Não é, de todo, um filme do qual se possa dizer que a história não tem interesse
ou está mal definida, mas que pode ser apreciado apenas pela acção. As duas
componentes estão muito bem associadas e as artes marciais, podendo constituir uma
razão para nos levar a ver o filme, não se integram num fio narrativo que se
limita a avançar da Cena de Acção A para a Cena de Acção B. Não estamos na presença de um bom filme de artes marciais, mas sim de um bom filme.
|
O vicioso General Fujita Gou (Chow Bei-lei).
|
Esta obra de Gordon Chan é um dos filmes mais
procurados por apreciadores de cinema asiático em geral e de artes marciais
em particular, tendo sido, com grande pena de todos, adquirida pela Miramax,
que, como é seu apanágio, não disponibiliza a versão original, apenas a remontada
e com dobragem em inglês.

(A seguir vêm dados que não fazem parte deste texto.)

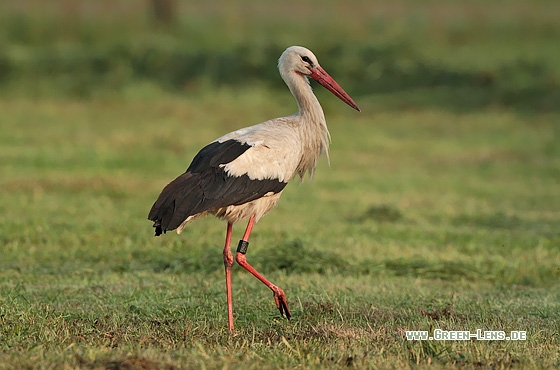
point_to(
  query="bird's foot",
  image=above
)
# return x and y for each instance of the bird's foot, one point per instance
(281, 301)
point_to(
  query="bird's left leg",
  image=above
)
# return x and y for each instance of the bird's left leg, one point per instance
(228, 262)
(279, 295)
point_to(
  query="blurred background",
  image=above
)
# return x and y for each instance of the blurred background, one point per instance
(459, 55)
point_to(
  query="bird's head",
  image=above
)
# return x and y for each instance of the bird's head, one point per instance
(300, 60)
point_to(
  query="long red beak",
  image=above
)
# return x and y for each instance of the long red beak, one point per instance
(321, 76)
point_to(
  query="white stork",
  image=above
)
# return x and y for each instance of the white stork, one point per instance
(241, 175)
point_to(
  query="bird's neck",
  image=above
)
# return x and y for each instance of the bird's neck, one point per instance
(314, 131)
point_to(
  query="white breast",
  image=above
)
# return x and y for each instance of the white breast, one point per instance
(274, 154)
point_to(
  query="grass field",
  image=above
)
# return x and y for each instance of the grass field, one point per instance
(440, 209)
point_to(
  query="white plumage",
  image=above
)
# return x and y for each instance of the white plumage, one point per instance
(241, 175)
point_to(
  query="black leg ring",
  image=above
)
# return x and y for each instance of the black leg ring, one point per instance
(243, 246)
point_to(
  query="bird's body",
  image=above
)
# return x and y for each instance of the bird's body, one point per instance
(241, 175)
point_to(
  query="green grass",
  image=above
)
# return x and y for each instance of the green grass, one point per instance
(440, 209)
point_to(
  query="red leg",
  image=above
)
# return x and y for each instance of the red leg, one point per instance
(279, 295)
(228, 262)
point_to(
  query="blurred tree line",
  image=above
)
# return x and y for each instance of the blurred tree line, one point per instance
(79, 58)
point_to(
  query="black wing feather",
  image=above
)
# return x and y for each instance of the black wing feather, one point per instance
(206, 186)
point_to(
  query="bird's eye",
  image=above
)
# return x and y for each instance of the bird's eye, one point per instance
(307, 60)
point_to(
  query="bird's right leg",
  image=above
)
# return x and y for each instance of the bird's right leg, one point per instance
(228, 262)
(279, 295)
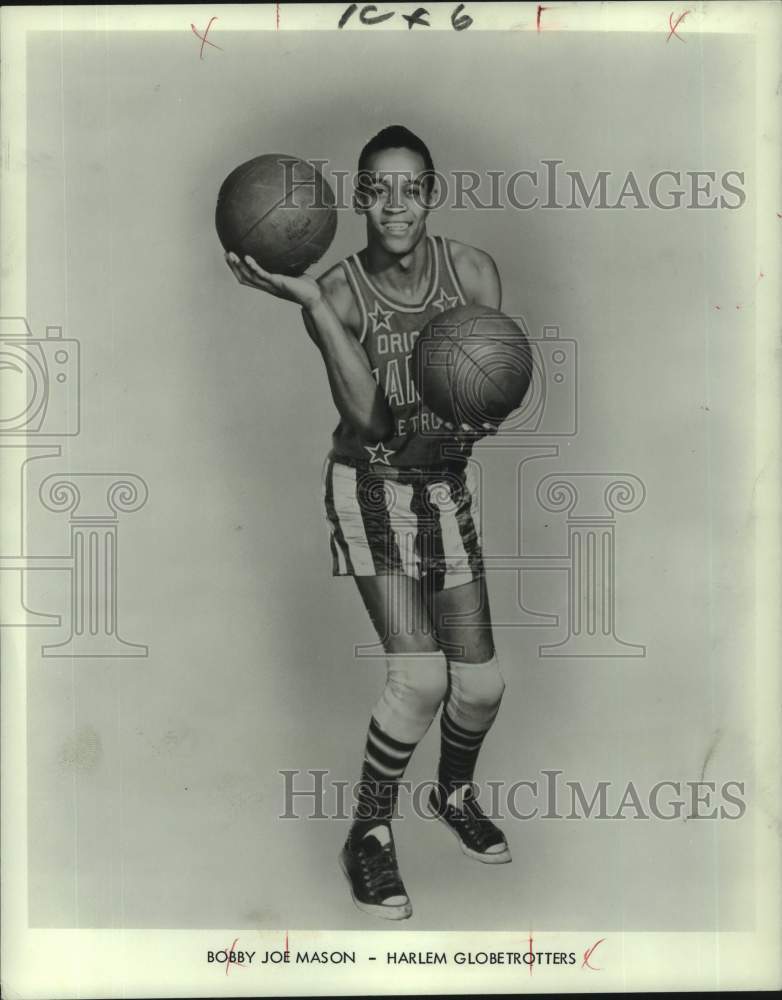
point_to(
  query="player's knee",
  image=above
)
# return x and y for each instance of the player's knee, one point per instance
(476, 691)
(421, 680)
(415, 687)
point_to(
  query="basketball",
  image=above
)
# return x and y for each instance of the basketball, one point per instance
(472, 365)
(279, 210)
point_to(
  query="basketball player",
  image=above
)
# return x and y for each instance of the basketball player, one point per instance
(402, 507)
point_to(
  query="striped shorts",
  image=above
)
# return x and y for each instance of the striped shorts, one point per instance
(424, 523)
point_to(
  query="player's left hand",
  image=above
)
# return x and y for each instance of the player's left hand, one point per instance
(302, 290)
(465, 432)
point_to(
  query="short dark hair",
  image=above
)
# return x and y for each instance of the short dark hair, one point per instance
(396, 137)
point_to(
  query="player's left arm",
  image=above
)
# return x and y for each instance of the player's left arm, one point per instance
(477, 274)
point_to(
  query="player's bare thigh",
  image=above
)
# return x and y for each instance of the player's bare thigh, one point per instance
(399, 612)
(462, 621)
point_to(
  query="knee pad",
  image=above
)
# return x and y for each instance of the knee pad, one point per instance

A criação de uma faixa de dobragem para aqueles
que não sabem ou não querem ler (sobretudo os anglófonos que dizem que se
quisessem ler, liam um livro, e que não conseguem acompanhar o texto e seguir
a acção ao mesmo tempo) constitui naturalmente uma redução da obra original,
sendo agravada por casos com o de «Fist of Legend», onde a questão
da linguagem tem relevo a nível do guião, ilustrando as especificidades culturais
das diversas personagens. É certo que não há um realismo pleno no que a isso
toca – o dialecto de Shanghai não é o cantonês, e alguns actores mudam de
voz, consoante falam chinês ou japonês – mas há diversos momentos no filme
em que a incompreensão entre uns e outros precisa dessa distinção. Há momentos
em que a versão inglesa atinge o ridículo, como no tribunal em que temos
um intérprete chinês a traduzir os testemunhos para o juiz inglês e se faz
a “tradução” de inglês para inglês, ou seja, o homem ouvia muito mal. A sequência
inicial dos créditos também ilustra muito bem o que vai na cabeça dessas
pessoas: removeram-se os créditos originais e criaram-se outros sobre motivos
"orientais", com fumo de incenso por cima. De bradar aos céus.